A: Yes it would. The White House says it's unlikely to be used as a way to pay for health care reform. But officials haven't ruled it out for down the road, and Greenspan and some policy experts think it may be inevitable.
Q: Who supports it and why?
A: A number of economists, academics and influential officials say it's the most efficient and simplest way to raise the large amounts of revenue that will be needed to keep the government out of crisis.

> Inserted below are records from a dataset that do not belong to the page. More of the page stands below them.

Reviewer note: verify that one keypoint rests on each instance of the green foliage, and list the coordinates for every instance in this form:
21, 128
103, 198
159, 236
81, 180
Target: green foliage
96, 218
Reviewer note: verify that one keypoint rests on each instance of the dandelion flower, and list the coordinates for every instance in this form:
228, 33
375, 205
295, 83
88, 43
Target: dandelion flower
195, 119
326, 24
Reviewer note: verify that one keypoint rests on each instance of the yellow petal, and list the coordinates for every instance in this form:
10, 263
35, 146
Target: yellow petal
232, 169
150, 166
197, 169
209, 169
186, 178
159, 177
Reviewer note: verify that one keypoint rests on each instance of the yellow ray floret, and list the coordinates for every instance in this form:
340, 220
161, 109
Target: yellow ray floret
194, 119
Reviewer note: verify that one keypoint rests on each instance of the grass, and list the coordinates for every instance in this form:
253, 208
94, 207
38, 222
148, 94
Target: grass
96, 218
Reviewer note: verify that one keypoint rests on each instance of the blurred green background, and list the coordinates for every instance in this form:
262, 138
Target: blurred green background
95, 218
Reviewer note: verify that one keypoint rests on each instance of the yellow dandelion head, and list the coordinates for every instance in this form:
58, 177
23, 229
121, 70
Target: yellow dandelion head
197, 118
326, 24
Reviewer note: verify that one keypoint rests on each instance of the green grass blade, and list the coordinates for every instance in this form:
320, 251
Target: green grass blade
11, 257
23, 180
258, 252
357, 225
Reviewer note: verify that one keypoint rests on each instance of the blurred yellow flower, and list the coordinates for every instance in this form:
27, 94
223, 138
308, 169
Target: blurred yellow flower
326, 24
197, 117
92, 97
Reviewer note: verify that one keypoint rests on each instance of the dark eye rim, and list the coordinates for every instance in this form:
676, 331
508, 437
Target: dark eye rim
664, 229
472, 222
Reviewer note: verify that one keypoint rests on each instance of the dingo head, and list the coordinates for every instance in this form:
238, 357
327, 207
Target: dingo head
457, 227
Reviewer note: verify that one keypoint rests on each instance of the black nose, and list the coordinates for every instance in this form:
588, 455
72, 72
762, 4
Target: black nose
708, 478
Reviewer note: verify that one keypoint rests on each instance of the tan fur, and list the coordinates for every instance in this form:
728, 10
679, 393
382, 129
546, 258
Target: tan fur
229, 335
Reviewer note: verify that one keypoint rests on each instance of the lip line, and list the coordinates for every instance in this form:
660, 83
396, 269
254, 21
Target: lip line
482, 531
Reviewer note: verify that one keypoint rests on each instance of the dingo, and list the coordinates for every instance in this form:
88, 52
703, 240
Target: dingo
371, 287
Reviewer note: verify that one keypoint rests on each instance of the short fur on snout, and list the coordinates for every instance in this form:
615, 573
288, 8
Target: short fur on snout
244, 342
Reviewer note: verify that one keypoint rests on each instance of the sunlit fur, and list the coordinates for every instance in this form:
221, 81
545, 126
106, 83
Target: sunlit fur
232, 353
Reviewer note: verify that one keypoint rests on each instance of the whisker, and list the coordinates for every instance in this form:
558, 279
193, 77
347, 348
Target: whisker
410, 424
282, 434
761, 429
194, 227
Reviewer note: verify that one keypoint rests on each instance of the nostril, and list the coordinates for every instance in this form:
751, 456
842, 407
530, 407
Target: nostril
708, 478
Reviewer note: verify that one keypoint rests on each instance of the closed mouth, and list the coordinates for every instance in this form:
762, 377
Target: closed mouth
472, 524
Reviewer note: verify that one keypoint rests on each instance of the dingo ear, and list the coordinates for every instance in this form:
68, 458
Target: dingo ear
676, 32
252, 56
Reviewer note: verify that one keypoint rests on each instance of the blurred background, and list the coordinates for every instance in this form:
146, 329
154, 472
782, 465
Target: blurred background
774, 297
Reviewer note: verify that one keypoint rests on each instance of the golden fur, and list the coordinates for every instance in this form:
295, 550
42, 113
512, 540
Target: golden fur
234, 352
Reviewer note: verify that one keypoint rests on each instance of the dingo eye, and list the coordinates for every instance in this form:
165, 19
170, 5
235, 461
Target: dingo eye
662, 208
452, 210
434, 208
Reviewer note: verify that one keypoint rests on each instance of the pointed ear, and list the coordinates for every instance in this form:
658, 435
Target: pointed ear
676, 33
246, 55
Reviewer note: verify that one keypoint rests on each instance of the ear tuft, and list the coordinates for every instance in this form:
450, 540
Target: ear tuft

Greenspan, while not exactly endorsing it, called it "the least-worst solution" and said it is "the only thing that raises revenue in significant quantities without significantly impacting the economy." Former Fed Chairman Paul Volcker, chairman of a task force that President Barack Obama assigned to study the tax system, also has expressed at least tentative support for a VAT.
VAT advocates say it could be made progressive by combining it with health care reform and using the revenue to pay for health insurance for all Americans, taking a cue from the Europeans who use the proceeds to support a generous social safety net.
Q: What do opponents say?
A: Many liberals don't like it because it's regressive, while conservatives dislike it as an extra layer of taxes on top of existing income taxes.
The right-leaning Heritage Foundation is open to possibly having it replace the current income-tax structure but dislikes it as a "revenue grab" to help pay for health and pay down the massive deficit, according to Curtis Dubay, a senior tax policy analyst at the right-leaning organization.
A VAT is "very appealing" to anyone who thinks the solution to the revenue crisis is for the government to come up with large new revenue sources, said Tom Giovanetti, president of the Institute for Policy Innovation, a conservative think tank in Lewisville, Texas.
"On the other hand, we think that would be very destructive to just get on a permanent track now where we're going to have essentially European-level taxes," he said. "There's a reason why European countries have had systematic, long-term unemployment rates above 10 percent."
Q: What form, and rate, might a U.S. value-added tax take here?
A: Both are wide open.
House Democrats who cite it as an option to pay for expanded health care have talked about a VAT rate of 1.5 percent or more, with housing, education, financial services and medical care potentially exempt. Dubay says he can't see it gaining the necessary political support unless clothing, food, medicine and housing are exempted.
Liberal policy expert Len Burman, who until recently was co-director of the Tax Policy Center, a joint project of the Urban Institute and the Brookings Institution, has proposed a 25 percent VAT that could pay for health care reform and balance the budget. Under the plan, millions of families would be exempt from income taxes and the top income tax rate would be cut to 25 percent.
That overhaul may be too ambitious in this fractious political environment.
Q: So how likely is a VAT to be adopted?
A: It's unlikely in the short term and anyone's guess beyond that.
It could become a big issue after midterm elections in 2010 if rising deficits increase the urgency for new revenue and the Obama administration gets behind it.
Burman, who has worked closely with Democratic lawmakers, suspects there's already a consensus in both the House and the Senate, with a significant number of Republicans among them, that a VAT is needed. But that doesn't mean it has real political support.
"The number who are willing to say so in public, you can probably count on one or two hands," said Burman, now a professor at Syracuse University's Center for Policy Research. "So I wouldn't bet a lot of money on a VAT happening any time in the next few years."
Rosario wrote:Im sure its Bush's fault..
Knoxfire Esquire wrote:Rosario wrote:Im sure its Bush's fault..
I'm sure he considered it just like any other president since Reagan. I'm also sure that the Republicans are rubbing their hands in delight at the idea of all that extra money.
bk3k wrote:I find it interesting that you guys are arguing over who to blame over a concept that isn't here yet. I'm not aware of any pending bills to institute this at all. If it does ever happen - whichever party is in power at that point is who you should blame - but then again it might become a bi-partisan gang bang of America instead.